Right This Way came to fruition on January 5, 1938 as the production opened at the 46th Street Theatre. Brad Greene and Fabian Storey composed the music with Marianne Brown Waters writing the lyrics for the majority of the musical that was categorized as an original musical comedy set in Paris and Boston. The show starred Henry Arthur, Nelson Barcliff, Christine Bromley and Maude Carroll. Though the show only ran for 15 performances, the one song written by Irving Kahal and Sammy Fain, “I’ll Be Seeing You” was featured and became destined to be a jazz classic.

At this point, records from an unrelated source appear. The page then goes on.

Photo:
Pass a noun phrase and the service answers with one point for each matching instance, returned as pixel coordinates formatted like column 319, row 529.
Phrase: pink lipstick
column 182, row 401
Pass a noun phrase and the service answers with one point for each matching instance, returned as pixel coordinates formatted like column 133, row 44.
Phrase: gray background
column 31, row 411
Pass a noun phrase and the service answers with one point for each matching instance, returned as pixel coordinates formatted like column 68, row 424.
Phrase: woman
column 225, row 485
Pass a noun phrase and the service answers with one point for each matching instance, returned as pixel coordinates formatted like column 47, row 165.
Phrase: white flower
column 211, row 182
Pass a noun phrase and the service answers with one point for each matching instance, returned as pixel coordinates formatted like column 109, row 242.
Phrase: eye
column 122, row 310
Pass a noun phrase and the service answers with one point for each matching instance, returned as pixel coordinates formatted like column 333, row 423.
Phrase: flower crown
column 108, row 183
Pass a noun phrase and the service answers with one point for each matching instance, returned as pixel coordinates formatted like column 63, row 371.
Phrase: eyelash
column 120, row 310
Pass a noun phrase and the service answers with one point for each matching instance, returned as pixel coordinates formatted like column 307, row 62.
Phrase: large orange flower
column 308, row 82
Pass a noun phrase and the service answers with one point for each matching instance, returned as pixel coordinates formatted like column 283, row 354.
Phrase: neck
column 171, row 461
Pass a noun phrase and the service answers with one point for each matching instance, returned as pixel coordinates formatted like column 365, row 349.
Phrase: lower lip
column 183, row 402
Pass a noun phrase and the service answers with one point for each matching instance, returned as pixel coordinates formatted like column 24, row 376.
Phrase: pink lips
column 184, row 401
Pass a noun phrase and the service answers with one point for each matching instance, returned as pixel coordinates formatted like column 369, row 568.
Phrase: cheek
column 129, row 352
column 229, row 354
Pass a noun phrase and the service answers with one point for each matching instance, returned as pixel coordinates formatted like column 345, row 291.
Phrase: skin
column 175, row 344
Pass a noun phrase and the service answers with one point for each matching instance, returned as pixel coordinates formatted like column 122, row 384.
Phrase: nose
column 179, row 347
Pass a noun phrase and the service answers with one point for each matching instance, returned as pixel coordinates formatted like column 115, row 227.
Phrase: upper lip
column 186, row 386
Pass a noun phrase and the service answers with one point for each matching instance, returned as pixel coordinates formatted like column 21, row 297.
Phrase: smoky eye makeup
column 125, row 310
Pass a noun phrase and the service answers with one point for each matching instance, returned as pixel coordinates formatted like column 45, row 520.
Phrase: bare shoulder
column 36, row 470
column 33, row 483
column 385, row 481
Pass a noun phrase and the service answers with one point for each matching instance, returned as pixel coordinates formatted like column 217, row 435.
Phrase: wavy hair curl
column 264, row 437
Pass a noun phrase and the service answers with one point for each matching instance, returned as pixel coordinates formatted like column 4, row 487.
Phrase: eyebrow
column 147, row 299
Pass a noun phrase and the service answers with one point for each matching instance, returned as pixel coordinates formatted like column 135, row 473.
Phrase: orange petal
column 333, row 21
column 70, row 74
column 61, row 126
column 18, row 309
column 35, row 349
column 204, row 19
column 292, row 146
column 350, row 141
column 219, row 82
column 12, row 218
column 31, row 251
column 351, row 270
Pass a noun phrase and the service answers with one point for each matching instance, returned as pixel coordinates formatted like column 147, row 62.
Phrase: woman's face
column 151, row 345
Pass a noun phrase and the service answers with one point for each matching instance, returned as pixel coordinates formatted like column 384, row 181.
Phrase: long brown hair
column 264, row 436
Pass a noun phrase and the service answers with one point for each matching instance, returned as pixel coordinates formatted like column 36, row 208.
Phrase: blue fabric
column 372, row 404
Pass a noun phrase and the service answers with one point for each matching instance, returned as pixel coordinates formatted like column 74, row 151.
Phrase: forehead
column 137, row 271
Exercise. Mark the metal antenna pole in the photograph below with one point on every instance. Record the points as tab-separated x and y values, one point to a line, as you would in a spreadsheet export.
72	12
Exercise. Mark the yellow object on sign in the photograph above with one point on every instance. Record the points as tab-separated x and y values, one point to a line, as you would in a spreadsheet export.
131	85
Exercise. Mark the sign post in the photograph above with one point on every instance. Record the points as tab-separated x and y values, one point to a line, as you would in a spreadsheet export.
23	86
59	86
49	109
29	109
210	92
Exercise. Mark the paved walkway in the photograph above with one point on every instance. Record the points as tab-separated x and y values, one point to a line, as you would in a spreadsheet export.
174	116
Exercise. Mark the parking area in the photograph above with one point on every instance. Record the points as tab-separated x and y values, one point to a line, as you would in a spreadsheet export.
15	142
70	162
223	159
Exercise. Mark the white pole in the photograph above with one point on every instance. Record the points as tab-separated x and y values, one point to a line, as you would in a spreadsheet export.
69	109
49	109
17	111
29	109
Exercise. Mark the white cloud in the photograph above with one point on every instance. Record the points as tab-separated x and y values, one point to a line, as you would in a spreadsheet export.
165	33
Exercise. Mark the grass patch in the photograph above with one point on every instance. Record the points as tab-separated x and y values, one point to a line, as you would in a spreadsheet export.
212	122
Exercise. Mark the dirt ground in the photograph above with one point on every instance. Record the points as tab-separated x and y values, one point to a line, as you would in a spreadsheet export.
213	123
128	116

Broadway History: While Broadway prospered with a variety of shows being produced on The Great White Way not realizing that just some eight months away the city would be struck by what would be labeled as the “Long Island Express” or “The Great New England Hurricane of 1938”. The storm claimed 700 lives, injured another 700 more, destroyed 4500 homes, cottages and farms, damaged another 15,000 along with 26,000 cars, wiping out power above 59th Street, flooding subways and causing the East River to overflow to an estimated tune of three hundred million dollars. Despite the destruction, one unexpected positive outcome did emerge from the storm. The devastation reportedly helped solve the unemployment crisis that had been lingering since the Great Depression, as thousands of people were able to find work on Long Island helping to clean up and repair the damage.